Dark absorbent

I got a box of LED light bulbs at the local DumpshitMart and the first one I pulled from the box was a dud but flickered several times as I screwed it in. Strange. I suspected a bad solder joint, and noticed the bulb part felt like plastic and not glass.

I started prying on it a little and it popped off revealing the emitter board.

Interesting construction. Spring contacts are used for the capacitors, and presumably for the power input. I noticed right away that one of the power input pins wasn’t visible in its terminal.

I wonder what these regulator ICs are? No visible inductors are present (and I can’t see any signs that they used a multi layer board with a pancake inductor) so it’s not a buck converter. Might just be a linear constant current driver or something.

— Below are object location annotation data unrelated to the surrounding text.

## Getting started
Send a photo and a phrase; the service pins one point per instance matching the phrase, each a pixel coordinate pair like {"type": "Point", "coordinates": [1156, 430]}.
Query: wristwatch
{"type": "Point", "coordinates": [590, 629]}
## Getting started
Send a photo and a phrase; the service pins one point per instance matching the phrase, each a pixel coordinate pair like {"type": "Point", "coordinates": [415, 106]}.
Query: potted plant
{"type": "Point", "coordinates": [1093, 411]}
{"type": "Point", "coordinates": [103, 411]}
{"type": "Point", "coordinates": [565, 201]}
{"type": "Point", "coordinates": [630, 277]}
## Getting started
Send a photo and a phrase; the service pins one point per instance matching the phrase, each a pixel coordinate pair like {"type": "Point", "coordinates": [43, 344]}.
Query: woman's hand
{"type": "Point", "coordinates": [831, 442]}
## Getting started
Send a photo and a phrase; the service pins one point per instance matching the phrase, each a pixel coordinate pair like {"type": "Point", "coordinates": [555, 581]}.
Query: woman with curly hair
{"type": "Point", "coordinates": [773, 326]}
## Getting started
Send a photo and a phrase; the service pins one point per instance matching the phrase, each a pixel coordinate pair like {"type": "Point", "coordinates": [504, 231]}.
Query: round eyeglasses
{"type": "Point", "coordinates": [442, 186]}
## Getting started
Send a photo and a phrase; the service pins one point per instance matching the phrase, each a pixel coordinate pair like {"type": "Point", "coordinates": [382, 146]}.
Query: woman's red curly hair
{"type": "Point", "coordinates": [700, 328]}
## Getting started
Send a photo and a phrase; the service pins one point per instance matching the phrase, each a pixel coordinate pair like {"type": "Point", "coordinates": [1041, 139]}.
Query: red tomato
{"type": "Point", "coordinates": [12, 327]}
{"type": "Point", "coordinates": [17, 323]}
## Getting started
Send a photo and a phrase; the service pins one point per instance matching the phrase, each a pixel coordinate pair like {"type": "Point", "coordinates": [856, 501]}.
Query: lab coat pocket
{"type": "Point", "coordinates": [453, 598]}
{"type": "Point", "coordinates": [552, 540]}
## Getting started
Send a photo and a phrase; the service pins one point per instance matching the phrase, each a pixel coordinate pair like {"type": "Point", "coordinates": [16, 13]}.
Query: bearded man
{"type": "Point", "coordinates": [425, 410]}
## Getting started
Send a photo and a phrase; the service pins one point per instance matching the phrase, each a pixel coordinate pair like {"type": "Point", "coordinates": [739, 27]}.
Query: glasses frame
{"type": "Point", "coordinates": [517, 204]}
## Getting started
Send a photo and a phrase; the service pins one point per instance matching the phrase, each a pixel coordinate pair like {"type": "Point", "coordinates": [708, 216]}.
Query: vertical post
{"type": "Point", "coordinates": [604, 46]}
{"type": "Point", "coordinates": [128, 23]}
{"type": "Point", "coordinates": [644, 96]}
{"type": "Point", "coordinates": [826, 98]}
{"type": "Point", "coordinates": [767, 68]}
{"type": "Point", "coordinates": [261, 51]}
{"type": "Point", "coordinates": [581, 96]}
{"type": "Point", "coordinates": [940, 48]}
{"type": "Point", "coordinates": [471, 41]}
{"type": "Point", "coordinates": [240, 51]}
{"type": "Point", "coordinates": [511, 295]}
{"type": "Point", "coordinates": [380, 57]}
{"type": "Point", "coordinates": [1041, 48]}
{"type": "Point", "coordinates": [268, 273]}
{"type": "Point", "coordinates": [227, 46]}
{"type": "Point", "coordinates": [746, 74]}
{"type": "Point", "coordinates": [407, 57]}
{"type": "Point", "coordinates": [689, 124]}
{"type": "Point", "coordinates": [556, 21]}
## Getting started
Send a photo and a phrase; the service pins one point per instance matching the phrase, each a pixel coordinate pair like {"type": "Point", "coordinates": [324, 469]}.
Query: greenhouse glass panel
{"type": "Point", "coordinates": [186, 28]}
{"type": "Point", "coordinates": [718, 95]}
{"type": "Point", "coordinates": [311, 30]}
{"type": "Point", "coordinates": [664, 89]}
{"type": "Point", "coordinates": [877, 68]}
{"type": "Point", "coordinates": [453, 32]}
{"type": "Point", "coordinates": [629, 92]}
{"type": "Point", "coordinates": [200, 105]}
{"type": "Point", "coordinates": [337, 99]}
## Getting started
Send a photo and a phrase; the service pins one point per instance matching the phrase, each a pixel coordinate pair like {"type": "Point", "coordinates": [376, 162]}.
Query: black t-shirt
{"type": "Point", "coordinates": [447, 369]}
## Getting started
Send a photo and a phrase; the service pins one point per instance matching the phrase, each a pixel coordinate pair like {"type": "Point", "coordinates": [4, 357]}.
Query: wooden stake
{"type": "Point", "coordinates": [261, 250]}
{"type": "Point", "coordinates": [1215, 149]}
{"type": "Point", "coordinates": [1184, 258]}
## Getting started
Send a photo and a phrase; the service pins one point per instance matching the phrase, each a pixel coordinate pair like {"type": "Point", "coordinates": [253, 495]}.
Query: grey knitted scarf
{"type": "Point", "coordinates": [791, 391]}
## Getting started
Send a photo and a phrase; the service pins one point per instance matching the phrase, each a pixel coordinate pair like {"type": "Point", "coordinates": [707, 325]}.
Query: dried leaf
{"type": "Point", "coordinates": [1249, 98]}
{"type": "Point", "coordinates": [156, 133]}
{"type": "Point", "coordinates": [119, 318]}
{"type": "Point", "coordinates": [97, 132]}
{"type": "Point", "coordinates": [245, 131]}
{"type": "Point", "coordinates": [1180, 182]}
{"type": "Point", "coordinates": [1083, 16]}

16 LEDs in series assuming Vf = 3.2v each would be an operating voltage of 51.2v. This would imply that either those led packages contain more than one diode in series, OR most of the voltage is being dropped by the current drivers!

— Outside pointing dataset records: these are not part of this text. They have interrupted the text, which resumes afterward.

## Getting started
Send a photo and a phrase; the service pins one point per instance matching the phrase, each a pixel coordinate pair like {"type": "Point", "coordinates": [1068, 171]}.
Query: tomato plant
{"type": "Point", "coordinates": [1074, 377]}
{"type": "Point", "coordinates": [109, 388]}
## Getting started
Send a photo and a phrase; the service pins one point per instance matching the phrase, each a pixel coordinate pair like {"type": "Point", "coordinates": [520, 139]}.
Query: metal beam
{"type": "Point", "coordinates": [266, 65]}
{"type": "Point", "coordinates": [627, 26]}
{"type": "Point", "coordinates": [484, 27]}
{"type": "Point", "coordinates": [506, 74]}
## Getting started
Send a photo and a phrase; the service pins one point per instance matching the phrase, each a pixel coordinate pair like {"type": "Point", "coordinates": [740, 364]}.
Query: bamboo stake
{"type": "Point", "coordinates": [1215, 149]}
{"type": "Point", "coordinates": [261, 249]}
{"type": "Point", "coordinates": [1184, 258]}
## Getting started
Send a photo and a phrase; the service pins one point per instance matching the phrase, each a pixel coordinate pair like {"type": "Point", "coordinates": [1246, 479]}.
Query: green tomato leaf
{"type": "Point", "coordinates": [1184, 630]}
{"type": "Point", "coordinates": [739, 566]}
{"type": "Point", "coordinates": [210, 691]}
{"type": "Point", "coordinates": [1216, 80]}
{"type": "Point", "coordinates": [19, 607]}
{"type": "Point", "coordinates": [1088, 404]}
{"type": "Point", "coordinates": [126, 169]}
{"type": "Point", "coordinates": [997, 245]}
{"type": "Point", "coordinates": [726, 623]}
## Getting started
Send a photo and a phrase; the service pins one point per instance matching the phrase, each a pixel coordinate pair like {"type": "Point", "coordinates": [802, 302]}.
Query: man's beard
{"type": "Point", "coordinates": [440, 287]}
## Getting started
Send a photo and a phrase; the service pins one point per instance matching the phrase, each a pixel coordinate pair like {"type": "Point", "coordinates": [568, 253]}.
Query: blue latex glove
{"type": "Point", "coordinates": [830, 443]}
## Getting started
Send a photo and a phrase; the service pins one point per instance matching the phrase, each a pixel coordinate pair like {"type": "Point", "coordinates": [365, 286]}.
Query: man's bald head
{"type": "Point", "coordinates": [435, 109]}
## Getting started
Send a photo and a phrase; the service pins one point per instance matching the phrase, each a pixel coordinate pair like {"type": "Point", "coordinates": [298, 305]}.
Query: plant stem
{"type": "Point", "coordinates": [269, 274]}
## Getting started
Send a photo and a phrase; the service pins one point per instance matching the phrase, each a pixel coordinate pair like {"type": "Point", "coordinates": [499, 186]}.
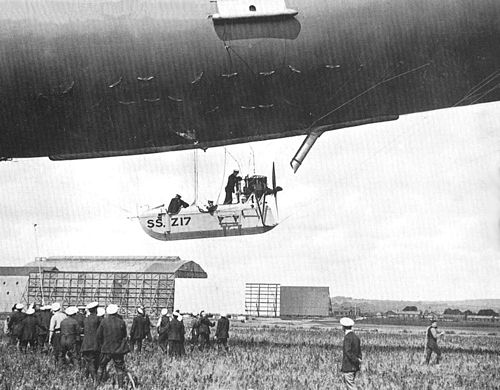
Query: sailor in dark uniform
{"type": "Point", "coordinates": [232, 180]}
{"type": "Point", "coordinates": [176, 204]}
{"type": "Point", "coordinates": [90, 348]}
{"type": "Point", "coordinates": [112, 337]}
{"type": "Point", "coordinates": [431, 343]}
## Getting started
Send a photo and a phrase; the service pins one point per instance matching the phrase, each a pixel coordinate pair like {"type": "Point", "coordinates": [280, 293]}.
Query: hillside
{"type": "Point", "coordinates": [374, 305]}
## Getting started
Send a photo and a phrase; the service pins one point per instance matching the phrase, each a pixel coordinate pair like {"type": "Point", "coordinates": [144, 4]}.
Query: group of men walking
{"type": "Point", "coordinates": [101, 336]}
{"type": "Point", "coordinates": [94, 336]}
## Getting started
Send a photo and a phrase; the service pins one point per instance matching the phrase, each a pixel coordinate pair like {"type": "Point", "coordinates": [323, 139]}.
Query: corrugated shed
{"type": "Point", "coordinates": [304, 301]}
{"type": "Point", "coordinates": [156, 264]}
{"type": "Point", "coordinates": [23, 271]}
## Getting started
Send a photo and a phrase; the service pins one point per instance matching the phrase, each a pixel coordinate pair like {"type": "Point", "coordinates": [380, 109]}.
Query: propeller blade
{"type": "Point", "coordinates": [275, 191]}
{"type": "Point", "coordinates": [274, 178]}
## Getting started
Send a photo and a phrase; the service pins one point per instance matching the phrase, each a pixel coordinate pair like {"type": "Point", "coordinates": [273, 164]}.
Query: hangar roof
{"type": "Point", "coordinates": [23, 271]}
{"type": "Point", "coordinates": [140, 264]}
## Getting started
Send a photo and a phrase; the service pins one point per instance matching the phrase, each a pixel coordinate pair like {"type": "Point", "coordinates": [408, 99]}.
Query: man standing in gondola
{"type": "Point", "coordinates": [232, 181]}
{"type": "Point", "coordinates": [176, 204]}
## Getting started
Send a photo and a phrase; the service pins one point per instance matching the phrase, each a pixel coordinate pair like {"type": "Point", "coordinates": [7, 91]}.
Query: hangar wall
{"type": "Point", "coordinates": [304, 301]}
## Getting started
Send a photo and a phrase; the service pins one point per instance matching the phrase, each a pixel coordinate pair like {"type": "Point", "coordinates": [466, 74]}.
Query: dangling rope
{"type": "Point", "coordinates": [195, 157]}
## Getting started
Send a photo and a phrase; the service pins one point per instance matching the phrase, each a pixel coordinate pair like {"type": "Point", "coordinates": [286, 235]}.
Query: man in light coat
{"type": "Point", "coordinates": [351, 354]}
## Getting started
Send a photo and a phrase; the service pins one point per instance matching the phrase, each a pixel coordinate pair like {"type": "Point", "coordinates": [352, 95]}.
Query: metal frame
{"type": "Point", "coordinates": [262, 299]}
{"type": "Point", "coordinates": [128, 290]}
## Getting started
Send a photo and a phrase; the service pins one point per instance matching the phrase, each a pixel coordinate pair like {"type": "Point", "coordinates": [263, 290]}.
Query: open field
{"type": "Point", "coordinates": [286, 355]}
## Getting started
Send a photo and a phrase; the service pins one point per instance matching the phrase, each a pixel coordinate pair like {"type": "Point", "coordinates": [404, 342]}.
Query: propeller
{"type": "Point", "coordinates": [275, 190]}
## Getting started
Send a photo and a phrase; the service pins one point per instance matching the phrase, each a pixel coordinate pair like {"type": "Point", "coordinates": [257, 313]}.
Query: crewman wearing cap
{"type": "Point", "coordinates": [112, 338]}
{"type": "Point", "coordinates": [176, 204]}
{"type": "Point", "coordinates": [14, 325]}
{"type": "Point", "coordinates": [195, 331]}
{"type": "Point", "coordinates": [28, 331]}
{"type": "Point", "coordinates": [43, 318]}
{"type": "Point", "coordinates": [351, 357]}
{"type": "Point", "coordinates": [222, 332]}
{"type": "Point", "coordinates": [232, 181]}
{"type": "Point", "coordinates": [176, 335]}
{"type": "Point", "coordinates": [55, 330]}
{"type": "Point", "coordinates": [90, 346]}
{"type": "Point", "coordinates": [205, 325]}
{"type": "Point", "coordinates": [162, 327]}
{"type": "Point", "coordinates": [139, 330]}
{"type": "Point", "coordinates": [432, 337]}
{"type": "Point", "coordinates": [79, 317]}
{"type": "Point", "coordinates": [70, 334]}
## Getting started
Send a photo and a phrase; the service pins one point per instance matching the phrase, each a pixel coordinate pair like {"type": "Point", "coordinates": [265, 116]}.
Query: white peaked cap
{"type": "Point", "coordinates": [346, 321]}
{"type": "Point", "coordinates": [112, 309]}
{"type": "Point", "coordinates": [71, 310]}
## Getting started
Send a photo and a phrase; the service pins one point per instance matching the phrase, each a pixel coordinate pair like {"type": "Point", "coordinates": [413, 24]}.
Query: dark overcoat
{"type": "Point", "coordinates": [15, 323]}
{"type": "Point", "coordinates": [222, 330]}
{"type": "Point", "coordinates": [351, 357]}
{"type": "Point", "coordinates": [175, 330]}
{"type": "Point", "coordinates": [70, 331]}
{"type": "Point", "coordinates": [90, 326]}
{"type": "Point", "coordinates": [140, 328]}
{"type": "Point", "coordinates": [28, 328]}
{"type": "Point", "coordinates": [205, 325]}
{"type": "Point", "coordinates": [112, 335]}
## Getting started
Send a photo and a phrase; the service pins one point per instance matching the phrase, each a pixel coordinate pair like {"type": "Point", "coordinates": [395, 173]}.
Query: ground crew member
{"type": "Point", "coordinates": [195, 332]}
{"type": "Point", "coordinates": [55, 330]}
{"type": "Point", "coordinates": [112, 338]}
{"type": "Point", "coordinates": [232, 180]}
{"type": "Point", "coordinates": [90, 347]}
{"type": "Point", "coordinates": [149, 337]}
{"type": "Point", "coordinates": [43, 322]}
{"type": "Point", "coordinates": [139, 330]}
{"type": "Point", "coordinates": [28, 331]}
{"type": "Point", "coordinates": [175, 335]}
{"type": "Point", "coordinates": [205, 325]}
{"type": "Point", "coordinates": [351, 356]}
{"type": "Point", "coordinates": [162, 327]}
{"type": "Point", "coordinates": [222, 332]}
{"type": "Point", "coordinates": [176, 204]}
{"type": "Point", "coordinates": [79, 317]}
{"type": "Point", "coordinates": [14, 325]}
{"type": "Point", "coordinates": [431, 342]}
{"type": "Point", "coordinates": [70, 335]}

The two caps behind. Strangely, once you’ve unglued the bulb, these would be the easiest caps to replace that I’ve ever seen. They’d just slide right out.

I didn’t get a picture behind but all the bulb needed was for the lead wire to be pressed back into the terminal. I didn’t have the same white silicone goop the thing was assembled with so I just used silicone gasket sealant to stick it back together and returned it to service.

I took this before gluing the bulb back on. Operating the bulb like this in an open fixture, as nice as it looked, would likely lead me to accidentally stick my fingers into it. I’m very prone to accidentally sticking my fingers and hands into the ceiling fan. I’m working on my Horrible Klutz merit badge, you see.

Interestingly this bulb has the metal heatsink cone for a base that I was used to seeing on earlier LED bulbs, it’s just covered in plastic. This kinda implies that their bulb just doesn’t dissipate much as heat and possibly that the metal core circuit board is not acceptably (or not at all) electrically isolated from the AC line voltage to allow it to safely remain exposed.

The old LED bulbs with the huge heatsink fins are noticeably few and far between, after all. They’re getting pretty dang good. Now can we have some build quality??